MIG Holdings S.A. (ATH:MIG) shares have had a really impressive month, gaining 29% after a shaky period beforehand. Not all shareholders will be feeling jubilant, since the share price is still down a very disappointing 27% in the last twelve months.
Although its price has surged higher, there still wouldn't be many who think MIG Holdings' price-to-earnings (or "P/E") ratio of 14.5x is worth a mention when the median P/E in Greece is similar at about 13x. Although, it's not wise to simply ignore the P/E without explanation as investors may be disregarding a distinct opportunity or a costly mistake.
We've discovered 3 warning signs about MIG Holdings. View them for free.MIG Holdings has been doing a good job lately as it's been growing earnings at a solid pace.

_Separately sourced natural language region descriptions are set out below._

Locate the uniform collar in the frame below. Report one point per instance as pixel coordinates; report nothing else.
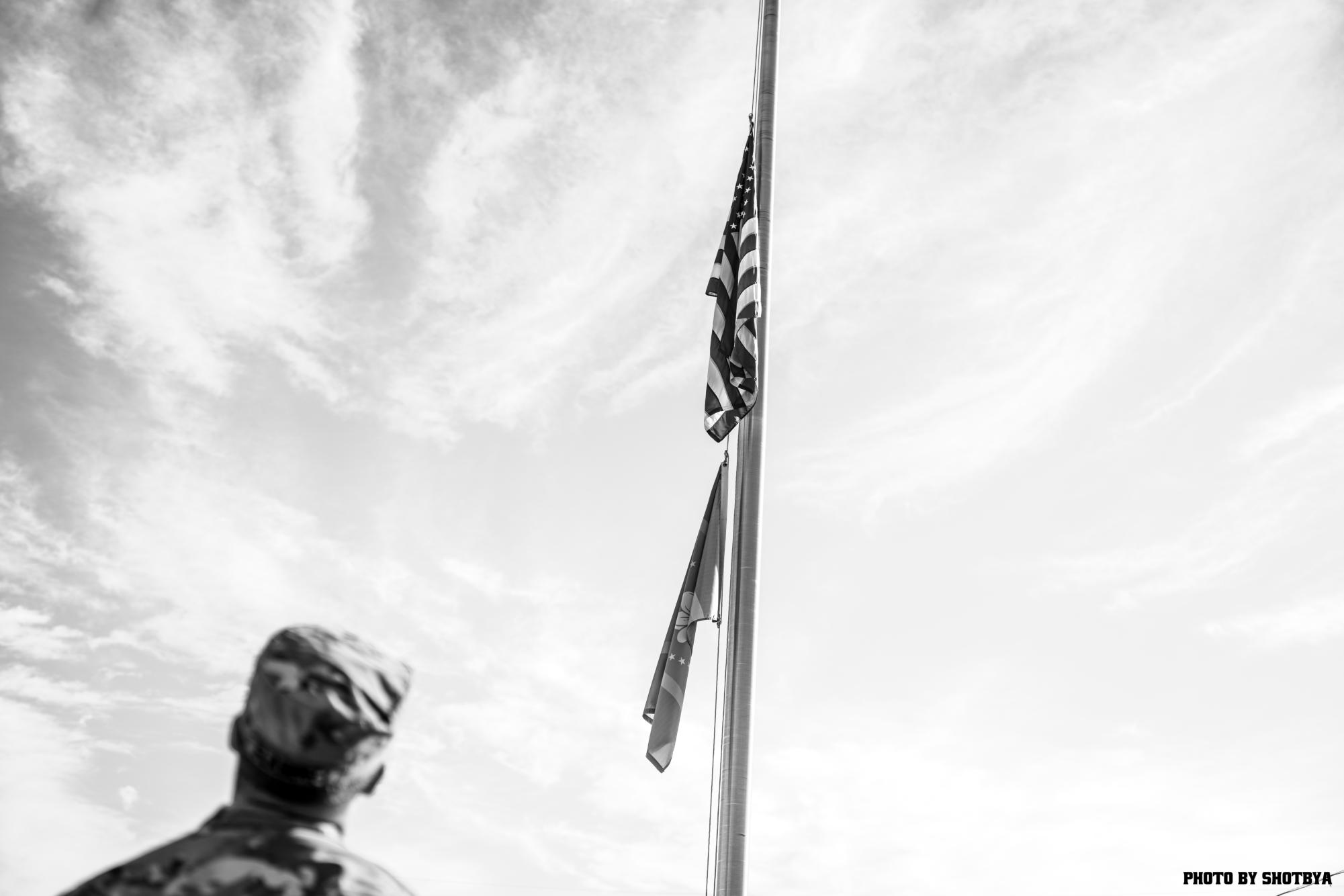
(265, 817)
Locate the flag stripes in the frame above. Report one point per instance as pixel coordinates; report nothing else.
(731, 388)
(699, 589)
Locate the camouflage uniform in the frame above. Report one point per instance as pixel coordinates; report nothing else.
(318, 719)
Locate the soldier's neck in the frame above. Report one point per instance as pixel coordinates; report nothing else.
(252, 797)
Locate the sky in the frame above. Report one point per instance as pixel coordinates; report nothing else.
(389, 316)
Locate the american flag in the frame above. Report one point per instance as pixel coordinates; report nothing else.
(699, 589)
(733, 283)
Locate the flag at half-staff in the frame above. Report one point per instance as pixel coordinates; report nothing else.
(731, 388)
(699, 590)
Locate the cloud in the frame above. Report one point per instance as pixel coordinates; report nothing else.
(1054, 193)
(46, 823)
(30, 633)
(205, 170)
(1226, 538)
(29, 684)
(1313, 412)
(1308, 623)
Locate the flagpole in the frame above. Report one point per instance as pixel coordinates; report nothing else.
(740, 676)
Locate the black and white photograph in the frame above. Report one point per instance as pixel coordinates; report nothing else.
(658, 448)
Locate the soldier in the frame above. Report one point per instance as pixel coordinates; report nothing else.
(311, 738)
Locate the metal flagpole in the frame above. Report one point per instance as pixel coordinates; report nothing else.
(740, 678)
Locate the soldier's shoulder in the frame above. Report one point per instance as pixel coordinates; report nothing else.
(261, 863)
(147, 874)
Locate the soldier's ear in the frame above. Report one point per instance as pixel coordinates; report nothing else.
(373, 782)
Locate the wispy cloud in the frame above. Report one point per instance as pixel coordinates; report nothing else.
(1040, 238)
(41, 762)
(30, 633)
(205, 169)
(1313, 413)
(1308, 623)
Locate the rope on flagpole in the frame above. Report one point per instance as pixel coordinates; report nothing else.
(717, 725)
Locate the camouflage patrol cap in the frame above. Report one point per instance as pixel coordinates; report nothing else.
(319, 711)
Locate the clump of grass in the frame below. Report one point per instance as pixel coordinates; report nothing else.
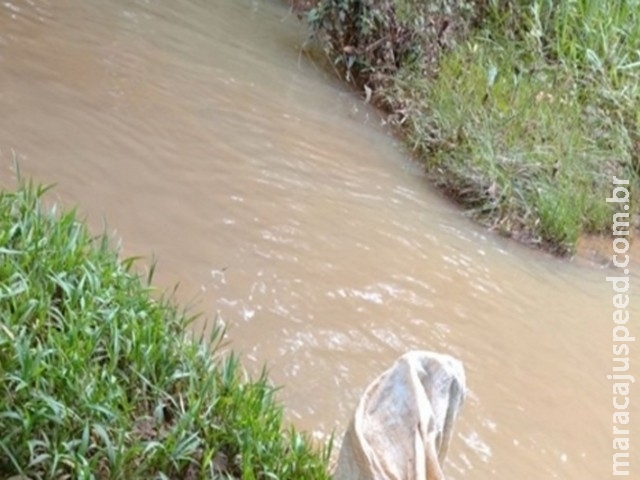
(527, 114)
(98, 378)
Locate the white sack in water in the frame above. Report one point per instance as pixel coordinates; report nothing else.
(403, 424)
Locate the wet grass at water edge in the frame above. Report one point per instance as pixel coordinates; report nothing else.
(522, 111)
(99, 380)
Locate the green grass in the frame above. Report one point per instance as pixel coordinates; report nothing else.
(97, 376)
(531, 109)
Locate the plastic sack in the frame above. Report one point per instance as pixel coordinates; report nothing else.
(403, 424)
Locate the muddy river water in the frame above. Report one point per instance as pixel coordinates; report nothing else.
(198, 132)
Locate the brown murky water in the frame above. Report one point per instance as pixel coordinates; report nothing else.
(278, 202)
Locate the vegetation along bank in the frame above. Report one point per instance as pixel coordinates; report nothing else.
(520, 110)
(97, 376)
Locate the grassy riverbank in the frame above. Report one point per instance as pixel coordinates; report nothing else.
(521, 110)
(98, 379)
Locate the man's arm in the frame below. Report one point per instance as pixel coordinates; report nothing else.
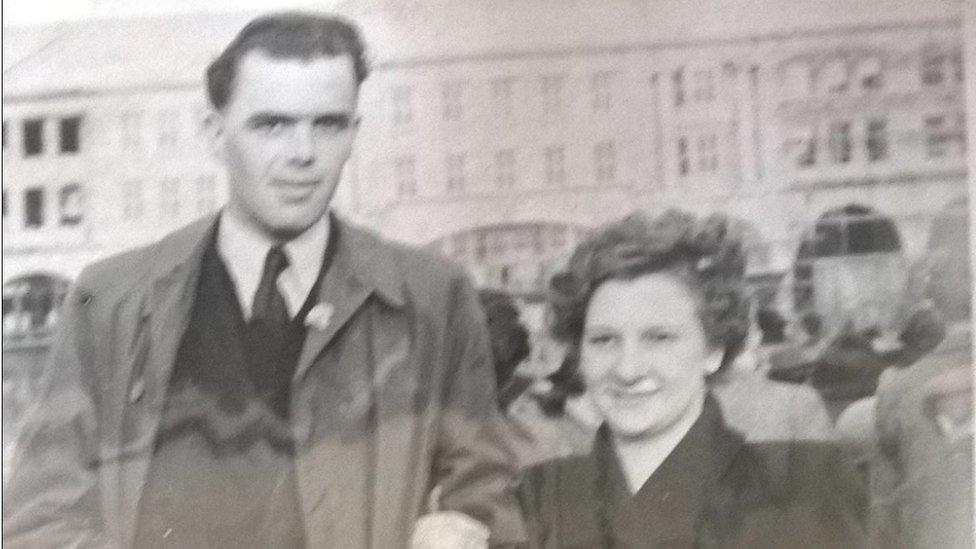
(883, 471)
(51, 499)
(474, 466)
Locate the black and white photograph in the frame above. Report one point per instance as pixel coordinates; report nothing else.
(465, 274)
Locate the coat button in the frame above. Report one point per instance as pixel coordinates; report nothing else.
(137, 390)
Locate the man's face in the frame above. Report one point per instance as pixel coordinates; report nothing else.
(284, 136)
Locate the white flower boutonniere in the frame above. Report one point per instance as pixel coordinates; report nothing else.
(319, 316)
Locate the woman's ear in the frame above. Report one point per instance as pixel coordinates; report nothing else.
(714, 361)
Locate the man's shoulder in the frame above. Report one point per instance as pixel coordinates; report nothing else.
(122, 270)
(415, 264)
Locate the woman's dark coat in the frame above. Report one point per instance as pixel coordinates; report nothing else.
(713, 490)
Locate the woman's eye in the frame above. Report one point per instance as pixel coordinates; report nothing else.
(658, 336)
(600, 339)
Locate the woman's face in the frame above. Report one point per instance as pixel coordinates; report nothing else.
(644, 355)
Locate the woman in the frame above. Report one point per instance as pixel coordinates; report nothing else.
(648, 307)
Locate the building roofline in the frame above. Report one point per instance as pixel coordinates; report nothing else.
(664, 45)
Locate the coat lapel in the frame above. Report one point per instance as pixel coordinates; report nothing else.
(170, 301)
(358, 268)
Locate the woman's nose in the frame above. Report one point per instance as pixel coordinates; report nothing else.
(630, 367)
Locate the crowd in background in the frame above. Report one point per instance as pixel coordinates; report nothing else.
(894, 401)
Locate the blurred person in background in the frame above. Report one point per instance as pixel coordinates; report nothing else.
(509, 344)
(649, 308)
(921, 467)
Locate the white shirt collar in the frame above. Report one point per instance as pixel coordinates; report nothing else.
(243, 250)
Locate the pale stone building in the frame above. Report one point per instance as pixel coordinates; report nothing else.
(499, 132)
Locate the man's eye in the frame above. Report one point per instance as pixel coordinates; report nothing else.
(657, 336)
(332, 124)
(269, 126)
(600, 339)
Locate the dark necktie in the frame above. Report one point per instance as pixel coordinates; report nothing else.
(269, 305)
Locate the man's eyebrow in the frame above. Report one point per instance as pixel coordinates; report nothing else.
(333, 118)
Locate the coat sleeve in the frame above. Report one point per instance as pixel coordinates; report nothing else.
(51, 498)
(883, 473)
(474, 465)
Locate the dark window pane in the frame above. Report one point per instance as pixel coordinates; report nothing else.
(70, 130)
(34, 208)
(679, 87)
(877, 140)
(71, 205)
(33, 137)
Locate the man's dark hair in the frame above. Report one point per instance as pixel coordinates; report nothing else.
(298, 35)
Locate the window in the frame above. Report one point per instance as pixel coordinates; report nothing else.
(168, 127)
(169, 197)
(133, 202)
(455, 173)
(678, 80)
(70, 134)
(707, 152)
(72, 206)
(452, 94)
(402, 98)
(31, 304)
(404, 169)
(601, 91)
(797, 82)
(804, 147)
(555, 158)
(684, 159)
(703, 85)
(605, 161)
(33, 137)
(503, 96)
(934, 66)
(945, 135)
(505, 168)
(870, 74)
(876, 141)
(34, 208)
(131, 130)
(839, 142)
(833, 77)
(552, 94)
(205, 190)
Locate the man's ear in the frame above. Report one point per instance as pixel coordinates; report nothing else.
(714, 361)
(213, 128)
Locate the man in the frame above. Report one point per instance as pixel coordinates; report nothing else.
(270, 376)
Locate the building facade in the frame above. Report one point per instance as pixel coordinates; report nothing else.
(500, 133)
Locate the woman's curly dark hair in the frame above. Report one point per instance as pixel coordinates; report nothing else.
(706, 254)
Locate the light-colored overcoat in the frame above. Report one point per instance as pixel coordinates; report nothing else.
(393, 393)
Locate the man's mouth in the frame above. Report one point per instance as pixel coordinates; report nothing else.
(294, 189)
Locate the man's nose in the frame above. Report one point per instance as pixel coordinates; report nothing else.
(303, 146)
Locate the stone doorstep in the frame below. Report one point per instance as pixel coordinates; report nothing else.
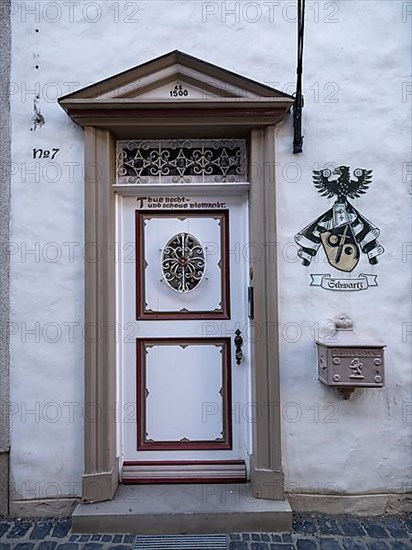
(183, 508)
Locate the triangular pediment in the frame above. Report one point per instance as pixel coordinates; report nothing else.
(173, 77)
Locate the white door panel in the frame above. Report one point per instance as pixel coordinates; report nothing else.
(183, 395)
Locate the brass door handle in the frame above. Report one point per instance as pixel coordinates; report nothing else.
(238, 347)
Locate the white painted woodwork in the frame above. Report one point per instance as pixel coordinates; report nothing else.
(179, 382)
(184, 385)
(207, 296)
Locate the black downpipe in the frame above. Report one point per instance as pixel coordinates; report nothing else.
(298, 104)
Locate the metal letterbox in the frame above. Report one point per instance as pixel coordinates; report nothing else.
(348, 361)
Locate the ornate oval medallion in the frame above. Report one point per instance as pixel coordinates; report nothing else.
(183, 262)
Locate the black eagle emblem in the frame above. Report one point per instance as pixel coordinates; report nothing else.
(342, 231)
(342, 186)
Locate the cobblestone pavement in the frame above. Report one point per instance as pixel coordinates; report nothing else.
(310, 532)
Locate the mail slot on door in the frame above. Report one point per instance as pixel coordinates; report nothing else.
(348, 361)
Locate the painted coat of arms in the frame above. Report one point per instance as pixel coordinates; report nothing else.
(342, 231)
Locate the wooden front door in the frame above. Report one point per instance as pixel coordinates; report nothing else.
(182, 297)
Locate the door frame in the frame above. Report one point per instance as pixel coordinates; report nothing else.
(101, 471)
(227, 105)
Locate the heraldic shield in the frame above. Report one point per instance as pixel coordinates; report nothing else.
(339, 243)
(342, 230)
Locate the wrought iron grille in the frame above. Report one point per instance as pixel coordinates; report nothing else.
(183, 262)
(181, 161)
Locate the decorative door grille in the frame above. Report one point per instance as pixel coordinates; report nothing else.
(181, 161)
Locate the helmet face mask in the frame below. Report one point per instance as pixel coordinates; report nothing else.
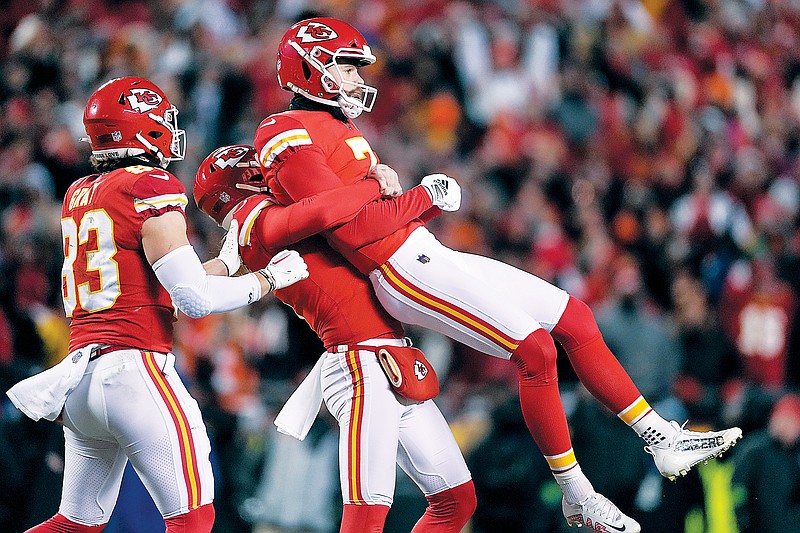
(311, 49)
(226, 177)
(128, 117)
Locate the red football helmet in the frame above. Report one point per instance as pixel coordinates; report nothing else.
(306, 52)
(131, 116)
(225, 178)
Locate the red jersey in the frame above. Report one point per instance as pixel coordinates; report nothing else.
(336, 301)
(109, 289)
(303, 153)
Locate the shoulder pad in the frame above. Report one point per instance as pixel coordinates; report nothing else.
(278, 133)
(246, 214)
(155, 188)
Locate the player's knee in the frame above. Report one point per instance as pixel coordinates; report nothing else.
(363, 518)
(577, 325)
(535, 358)
(199, 520)
(454, 506)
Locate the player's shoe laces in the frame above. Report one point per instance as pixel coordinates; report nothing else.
(674, 458)
(597, 513)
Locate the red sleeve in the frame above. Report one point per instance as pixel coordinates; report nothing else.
(305, 174)
(381, 218)
(309, 216)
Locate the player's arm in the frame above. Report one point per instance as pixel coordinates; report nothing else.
(309, 216)
(381, 218)
(194, 292)
(305, 173)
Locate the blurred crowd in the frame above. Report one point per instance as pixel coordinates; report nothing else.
(641, 154)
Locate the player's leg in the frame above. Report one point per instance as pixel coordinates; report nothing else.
(92, 477)
(358, 395)
(93, 461)
(427, 284)
(161, 430)
(430, 456)
(675, 449)
(573, 325)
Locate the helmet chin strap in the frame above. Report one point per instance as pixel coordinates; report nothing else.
(350, 109)
(162, 161)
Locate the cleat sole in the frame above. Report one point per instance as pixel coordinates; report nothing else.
(719, 453)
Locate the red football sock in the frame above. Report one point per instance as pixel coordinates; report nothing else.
(448, 511)
(363, 518)
(199, 520)
(61, 524)
(535, 358)
(594, 364)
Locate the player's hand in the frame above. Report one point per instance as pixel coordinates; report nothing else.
(229, 252)
(445, 191)
(387, 178)
(286, 267)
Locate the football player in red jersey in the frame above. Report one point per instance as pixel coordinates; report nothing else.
(377, 427)
(127, 260)
(495, 308)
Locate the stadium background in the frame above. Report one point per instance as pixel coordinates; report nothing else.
(641, 154)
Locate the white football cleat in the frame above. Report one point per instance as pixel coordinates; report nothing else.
(674, 458)
(597, 513)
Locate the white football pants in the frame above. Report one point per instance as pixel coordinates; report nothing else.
(132, 405)
(481, 302)
(377, 428)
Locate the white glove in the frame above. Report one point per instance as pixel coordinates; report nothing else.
(229, 252)
(445, 191)
(286, 267)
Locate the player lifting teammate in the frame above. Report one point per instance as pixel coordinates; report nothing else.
(493, 307)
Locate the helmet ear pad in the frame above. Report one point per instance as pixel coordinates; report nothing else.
(226, 177)
(309, 48)
(132, 116)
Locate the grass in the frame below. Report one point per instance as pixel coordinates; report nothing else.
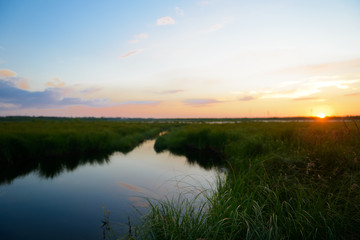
(51, 147)
(286, 181)
(289, 180)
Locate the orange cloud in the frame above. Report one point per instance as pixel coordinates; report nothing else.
(138, 37)
(165, 21)
(128, 54)
(7, 73)
(55, 83)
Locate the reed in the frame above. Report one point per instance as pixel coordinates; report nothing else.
(286, 181)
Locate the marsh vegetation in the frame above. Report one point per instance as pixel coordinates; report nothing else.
(285, 180)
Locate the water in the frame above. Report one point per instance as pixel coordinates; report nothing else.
(68, 204)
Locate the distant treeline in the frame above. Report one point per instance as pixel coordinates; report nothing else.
(215, 120)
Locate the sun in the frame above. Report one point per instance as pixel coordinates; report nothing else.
(321, 115)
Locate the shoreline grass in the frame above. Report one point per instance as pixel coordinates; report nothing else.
(51, 147)
(286, 181)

It might be that many expect the respectable earnings performance to wane, which has kept the P/E from rising. If that doesn't eventuate, then existing shareholders probably aren't too pessimistic about the future direction of the share price.
View our latest analysis for MIG Holdings
Does Growth Match The P/E?
There's an inherent assumption that a company should be matching the market for P/E ratios like MIG Holdings' to be considered reasonable.
If we review the last year of earnings growth, the company posted a terrific increase of 16%. However, the latest three year period hasn't been as great in aggregate as it didn't manage to provide any growth at all. So it appears to us that the company has had a mixed result in terms of growing earnings over that time.
Comparing that to the market, which is predicted to deliver 11% growth in the next 12 months, the company's momentum is weaker based on recent medium-term annualised earnings results.
In light of this, it's curious that MIG Holdings' P/E sits in line with the majority of other companies. Apparently many investors in the company are less bearish than recent times would indicate and aren't willing to let go of their stock right now. They may be setting themselves up for future disappointment if the P/E falls to levels more in line with recent growth rates.
The Key Takeaway
Its shares have lifted substantially and now MIG Holdings' P/E is also back up to the market median. Generally, our preference is to limit the use of the price-to-earnings ratio to establishing what the market thinks about the overall health of a company.
We've established that MIG Holdings currently trades on a higher than expected P/E since its recent three-year growth is lower than the wider market forecast. When we see weak earnings with slower than market growth, we suspect the share price is at risk of declining, sending the moderate P/E lower. If recent medium-term earnings trends continue, it will place shareholders' investments at risk and potential investors in danger of paying an unnecessary premium.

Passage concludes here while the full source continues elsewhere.